1. Field of the Invention
The present invention generally relates to an ad-hoc sensor network. More specifically, the present invention relates to a system and a method enabling nodes forming an ad-hoc sensor network to transmit data using a minimum power.
2. Description of the Related Art
In a general communication system, data is transmitted and received between a mobile element and a base station. The mobile element and the base station directly transmit and receive data without having to pass through other nodes. In contrast, when data of a certain node is transmitted to a base node in an ad-hoc sensor network, other nodes are not available. Referring to FIG. 1, the configuration of the ad-hoc sensor network is described below. The ad-hoc sensor network consists of an operator 100, a base node 102, and a plurality of nodes as shown in FIG. 1.

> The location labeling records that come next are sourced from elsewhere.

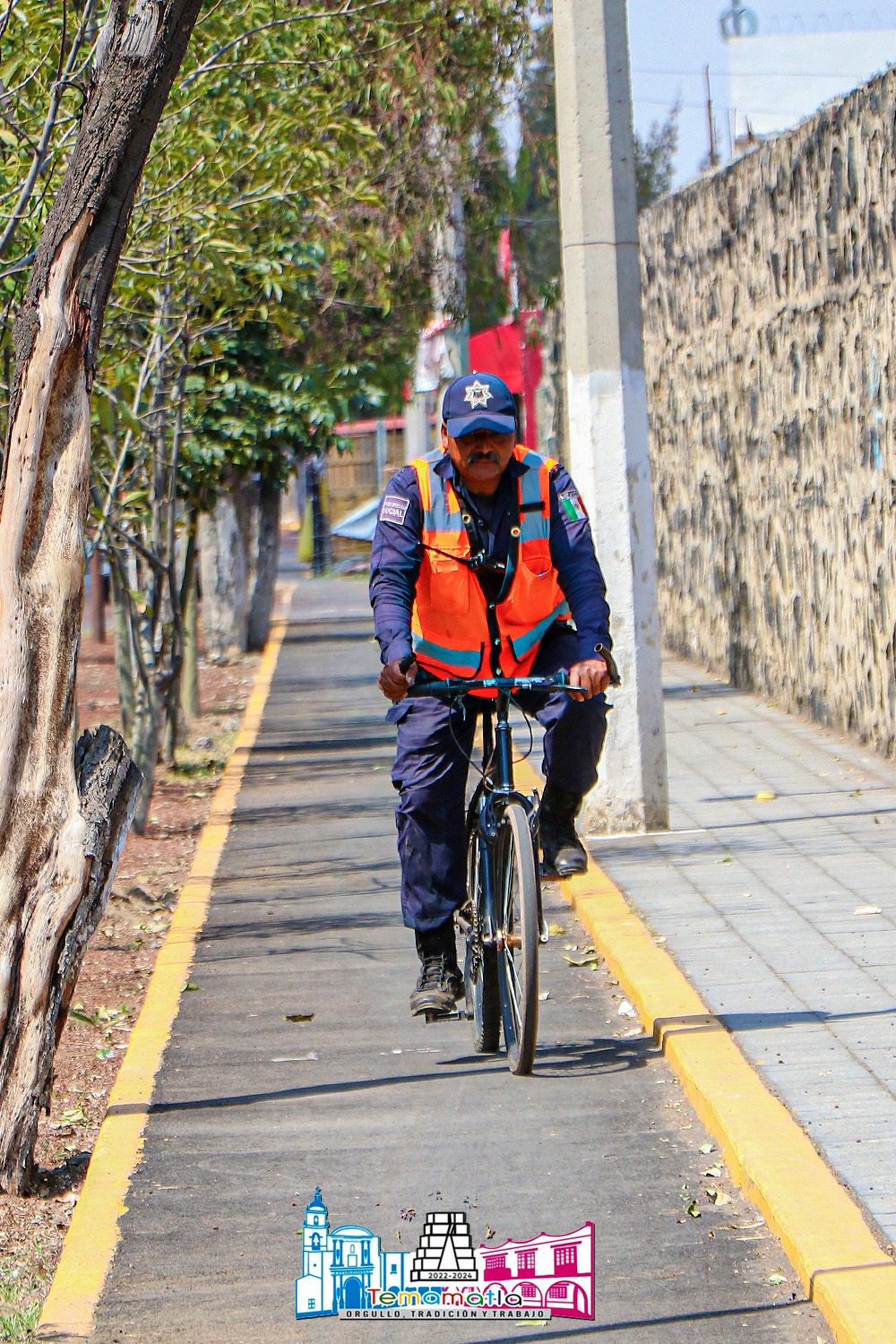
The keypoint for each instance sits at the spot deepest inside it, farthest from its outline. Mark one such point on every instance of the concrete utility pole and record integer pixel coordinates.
(606, 392)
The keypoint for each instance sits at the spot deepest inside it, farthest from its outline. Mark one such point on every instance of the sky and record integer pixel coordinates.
(670, 43)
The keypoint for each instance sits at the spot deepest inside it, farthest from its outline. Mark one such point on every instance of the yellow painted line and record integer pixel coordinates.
(93, 1234)
(820, 1225)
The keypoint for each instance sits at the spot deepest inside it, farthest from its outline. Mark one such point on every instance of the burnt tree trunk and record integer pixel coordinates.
(223, 561)
(265, 569)
(64, 817)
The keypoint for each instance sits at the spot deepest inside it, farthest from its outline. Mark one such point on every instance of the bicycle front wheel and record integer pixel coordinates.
(479, 969)
(517, 897)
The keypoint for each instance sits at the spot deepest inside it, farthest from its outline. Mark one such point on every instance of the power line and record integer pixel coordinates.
(763, 74)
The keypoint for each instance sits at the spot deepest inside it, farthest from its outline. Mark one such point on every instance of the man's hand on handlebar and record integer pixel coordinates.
(592, 675)
(395, 679)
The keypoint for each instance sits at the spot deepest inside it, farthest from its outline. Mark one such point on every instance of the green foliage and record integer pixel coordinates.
(654, 159)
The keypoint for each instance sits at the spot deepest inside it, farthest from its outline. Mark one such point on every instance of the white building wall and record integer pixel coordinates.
(775, 80)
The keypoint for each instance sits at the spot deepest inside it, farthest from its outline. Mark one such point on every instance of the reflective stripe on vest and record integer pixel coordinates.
(450, 624)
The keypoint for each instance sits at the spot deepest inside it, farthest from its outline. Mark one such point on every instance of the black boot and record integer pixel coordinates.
(562, 851)
(441, 981)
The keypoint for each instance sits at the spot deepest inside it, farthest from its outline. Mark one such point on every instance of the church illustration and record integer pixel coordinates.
(340, 1266)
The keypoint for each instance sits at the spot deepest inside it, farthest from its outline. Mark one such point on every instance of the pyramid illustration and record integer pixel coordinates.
(445, 1250)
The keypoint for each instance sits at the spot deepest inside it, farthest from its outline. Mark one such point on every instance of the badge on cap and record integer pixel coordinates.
(477, 394)
(394, 510)
(573, 507)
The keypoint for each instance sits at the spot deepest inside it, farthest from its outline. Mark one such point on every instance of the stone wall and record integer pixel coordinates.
(770, 333)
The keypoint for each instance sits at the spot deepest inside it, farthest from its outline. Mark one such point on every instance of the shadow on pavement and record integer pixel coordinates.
(758, 1021)
(482, 1064)
(573, 1332)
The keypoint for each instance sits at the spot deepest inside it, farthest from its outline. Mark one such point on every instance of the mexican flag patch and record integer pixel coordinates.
(573, 507)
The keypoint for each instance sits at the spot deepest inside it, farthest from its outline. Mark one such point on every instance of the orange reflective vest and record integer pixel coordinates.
(455, 632)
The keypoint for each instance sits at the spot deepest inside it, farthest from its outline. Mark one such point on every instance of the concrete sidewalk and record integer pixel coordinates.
(782, 911)
(296, 1064)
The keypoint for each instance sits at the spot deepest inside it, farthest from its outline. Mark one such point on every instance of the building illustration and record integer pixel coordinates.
(340, 1266)
(347, 1269)
(445, 1252)
(555, 1271)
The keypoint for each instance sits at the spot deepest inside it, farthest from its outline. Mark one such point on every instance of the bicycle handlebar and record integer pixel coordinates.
(458, 685)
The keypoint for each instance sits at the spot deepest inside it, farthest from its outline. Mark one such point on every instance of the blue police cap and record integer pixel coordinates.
(478, 401)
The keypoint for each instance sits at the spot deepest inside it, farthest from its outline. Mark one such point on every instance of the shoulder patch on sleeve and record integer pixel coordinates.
(571, 504)
(394, 510)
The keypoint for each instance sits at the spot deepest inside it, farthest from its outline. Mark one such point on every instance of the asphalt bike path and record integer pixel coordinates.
(295, 1064)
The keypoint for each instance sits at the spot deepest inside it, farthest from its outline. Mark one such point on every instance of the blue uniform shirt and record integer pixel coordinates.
(395, 561)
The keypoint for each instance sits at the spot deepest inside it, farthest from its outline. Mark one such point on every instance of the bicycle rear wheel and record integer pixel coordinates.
(517, 897)
(479, 964)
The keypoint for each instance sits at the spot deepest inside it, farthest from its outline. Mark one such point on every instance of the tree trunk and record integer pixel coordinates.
(62, 823)
(265, 567)
(190, 605)
(124, 660)
(225, 575)
(148, 722)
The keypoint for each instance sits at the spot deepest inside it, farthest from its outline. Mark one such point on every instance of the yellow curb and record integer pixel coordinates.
(820, 1225)
(93, 1234)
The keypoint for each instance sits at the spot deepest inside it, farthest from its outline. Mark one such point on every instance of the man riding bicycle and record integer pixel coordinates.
(482, 564)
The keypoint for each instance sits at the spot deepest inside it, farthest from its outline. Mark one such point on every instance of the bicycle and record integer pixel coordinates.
(501, 918)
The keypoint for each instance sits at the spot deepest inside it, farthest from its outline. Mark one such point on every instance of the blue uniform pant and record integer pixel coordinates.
(432, 762)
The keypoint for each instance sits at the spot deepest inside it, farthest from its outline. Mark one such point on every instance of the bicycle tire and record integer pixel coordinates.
(479, 964)
(516, 886)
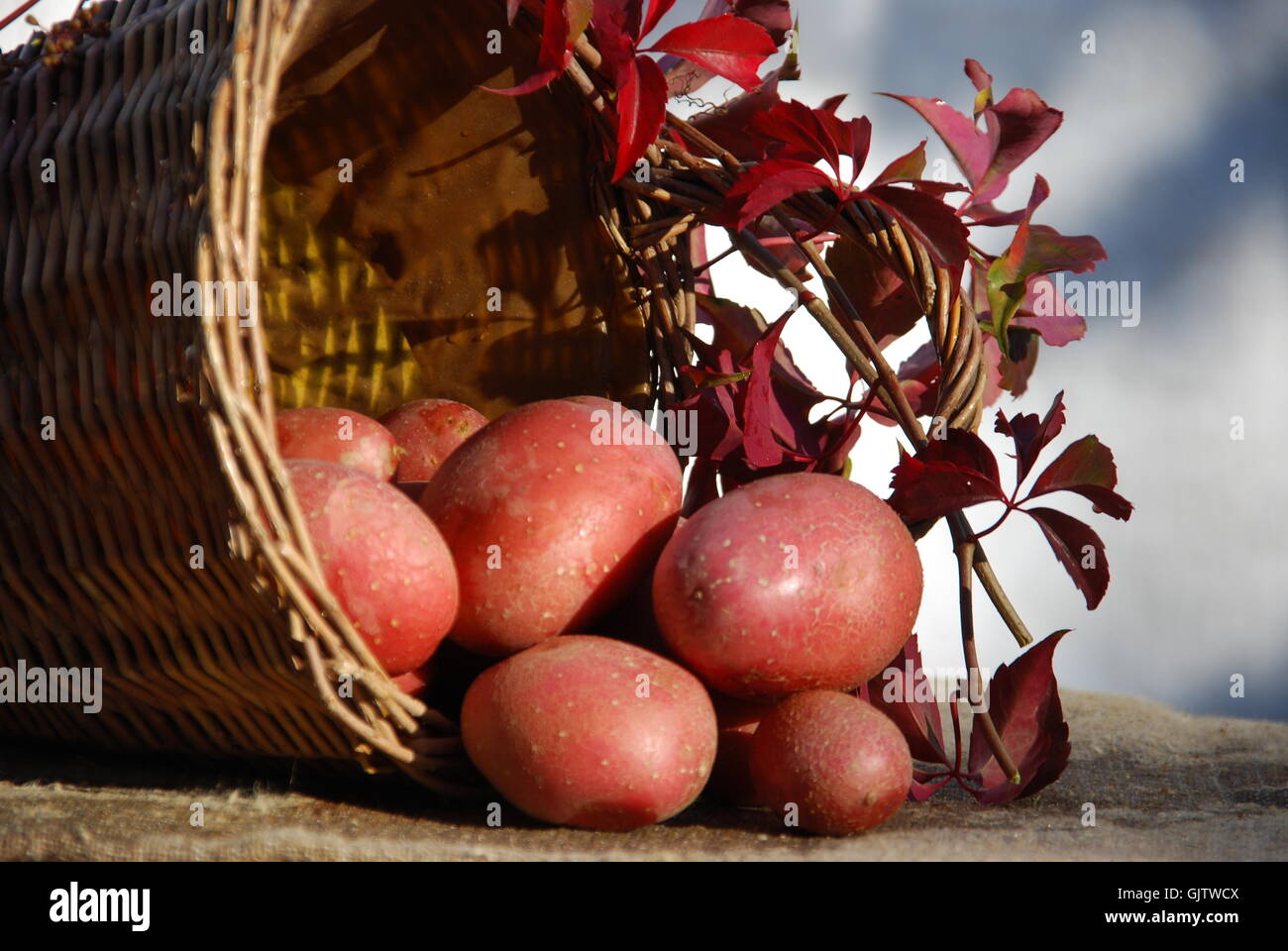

The operator 100 requests the base node 102 to collect necessary data. The data requested by the operator 100 relates to information on temperature of the environment around a sensor field 104. The base node 102 requests the requested data to each node located in the sensor field 104, and forwards the data received from each node to the operator 100. Each node collects the data requested by the base node 102, and transmits the collected data to the base node 102. Nodes located within a certain distance from the base node 102 transmit the collected data directly to the base node 102. Other nodes located outside of the certain distance from the base node 102 transmit the collected data to the base node 102 via neighbor nodes of the base node 102, not directly to the base node 102, so as to minimize the power consumed for the data transmission. The distance from the base node 102 to a node is directly proportional to the power consumed by the node to transmit data. Accordingly, the nodes out of the certain distance from the base node 102 transmit the collected data via a plurality of other nodes so as to reduce the power consumption for the data transmission. Hereinbelow, a node relaying data of another node refers to a relay node. The relay node traits its collected data directly to the base node 102 or via other relay nodes.
FIG. 2 illustrates a node determining a relay node for transmitting the collected data to the base node. The node transmitting the collected data refers to a start node 200. The start node 200 transmits the collected data to the base node via relay nodes. It is assumed that the node 204 is a relay node which relays the collected data of the start node 200 to the base node.
The start node 200 determines whether to use the node 202 as a relay node or not. Specifically, the start node 200 needs to determine whether to use both of the nodes 202 and 204 or to use the node 204 alone, to transmit the collected data to the base node. The start node 200 determines the relay node based on the power consumption for the data transmission of each node 202 and 204. In general, the power consumed for the data transmission is directly proportional to the square of the distance between nodes transmitting and receiving data with each other.
Provided that the power consumed to transmit data from a node A to a node B is Γ(A, B), the power consumed to transmit the collected data from the start node 200 to the node 204 is Γ(200,204) and the power consumed to transmit the collected data from the start node 200 to the node 204 via the node 202 is Γ(200,202)+Γ(202,204). The start node 200 compares Γ(200,204) with Γ(200,202)+Γ(202,204) and determines whether to use the node 202 as the relay node.
FIG. 3 illustrates another example of the start node determining the relay node. The start node 300 pre-stores the case when a certain node can be used as the relay node. If the node 302 can be the relay node, the start node 300 transmits its collected data to the nodes 304 and 306 located in the relay region 310, via the node 302.
Each node 300 to 308 is initially set to identify locations of itself and neighbor nodes. That is, each node can identify the location of the nodes capable of transmitting the data not via the other nodes. Hence, the start node 300 uses the node 302 as the relay node only when the start node 300 transmits data to the nodes 304 and 306 in the relay region 310. If the node 308, which the data is destined for, is out of the relay region 310, the start node 300 does not use the node 302 as the relay node.
As described above, the conventional routing method, that is, the method for determining the data transmission path, considers only the distance between the nodes. The distance is calculated using the location information of each node, and the power consumption for the data transmission is calculated using the acquired distance. The path having minimum power consumption is determined based on the calculated power consumption. However, it is disadvantageous to measure the power consumption based on the distance alone. For example, even if the distance is short, significantly more power may be consumed for the data transmission due to environmental factors.